Nur online - der Versuch einer Rechtfertigung

Online-Redakteure kennen die etwas abfällige Bemerkung:„…ach so,sie sind‚nur online…‘” nur zu gut. War das Gegenüber bis zu diesem Punkt noch auskunftsfreudig, solässt die Bereitschaft, die Recherche des Fragenden zu unterstützen, in diesem Augenblick meistschlagartig nach. Warum eigentlich?

Im Laufe von fast zehn Jahren Online-Redaktion erlebt man vieles. Schönes, Interessantes, Innovatives, aber auch Unverständliches. Eine dieser Unverständlichkeiten ist die Reaktion vieler Agenturen und Firmen, bei der Bitte um Recherche-Unterstützung. Solange man sich nicht geoutet hat, ist die Bitte meist kein Problem, doch gibt man erst einmal kund, dass man „nur für ein Online-Magazin” arbeitet, kann man sich mitunter des Gefühls nicht erwehren, als hätte der Gesprächspartner ab diesem Augenblick die berechtigte Sorge, sich an einer ansteckenden Krankheit zu infizieren. Wo es doch mittlerweile für fast alles einen Impfstoff gibt. Für fast alles - aber nicht fürs Internet!
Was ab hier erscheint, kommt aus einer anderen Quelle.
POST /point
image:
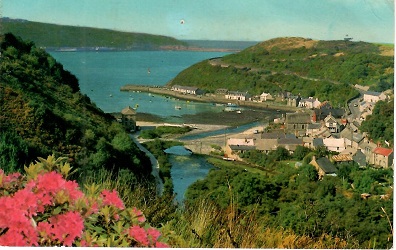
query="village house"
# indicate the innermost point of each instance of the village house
(351, 137)
(266, 97)
(323, 112)
(323, 166)
(235, 146)
(128, 118)
(293, 101)
(373, 97)
(335, 144)
(236, 95)
(383, 157)
(367, 147)
(187, 90)
(360, 159)
(297, 123)
(271, 141)
(309, 103)
(332, 124)
(290, 143)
Warum dies so ist - diese Frage versuchen wir seit längerem zu klären. Liegt es wirklich daran, dass man heute immer noch glaubt, das gedruckte Wort in einer einschlägigen Illustrierten oder Tageszeitung gelte mehr, als die gleiche Information im Netz? Oder liegt es daran, dass man vor allem in Agenturen dem Kunden einfach eine teure PR-Kampagne im Schmerzherzeleid-Magazin besser verkaufen kann, als wenn diese via WWW zum Leser/Kunde kommt?
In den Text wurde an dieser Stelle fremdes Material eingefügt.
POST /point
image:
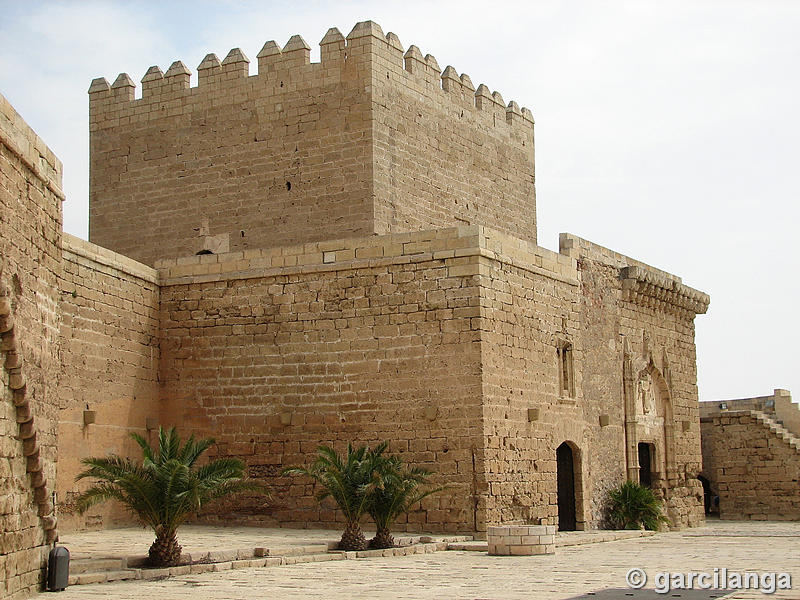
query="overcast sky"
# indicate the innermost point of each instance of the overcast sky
(667, 131)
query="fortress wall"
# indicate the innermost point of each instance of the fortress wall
(526, 313)
(380, 343)
(756, 472)
(239, 161)
(628, 304)
(446, 154)
(109, 360)
(30, 262)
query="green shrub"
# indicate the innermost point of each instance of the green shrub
(632, 506)
(166, 488)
Keine Frage, Print-Medien lassen sich nicht nur besser versenden, sondern auch repräsentativer auslegen - sie werden ja vor allem in Wartezimmern gerne als willkommener Anlass genommen, das eigene Elend mal für ein paar Minuten wenigstens zu vergessen. Man liest es, besieht sich die schönen Bilder, weidet sich leidlich an der Tatsache, dass auch Königskinder nicht vor Ungemach gefeit sind, und vergisst den Inhalt, sobald der Lesestoff beiseite gelegt wird. Bleibt überhaupt irgend etwas von dieser Lektüre hängen, so wird der darüber Nachgrübelnde nicht selten zu Hause seinen PC anwerfen, um das haften gebliebene Stichwort zu googeln… Und dabei gerät er dann auf mal gut, mal schlechter gemachte Webseiten.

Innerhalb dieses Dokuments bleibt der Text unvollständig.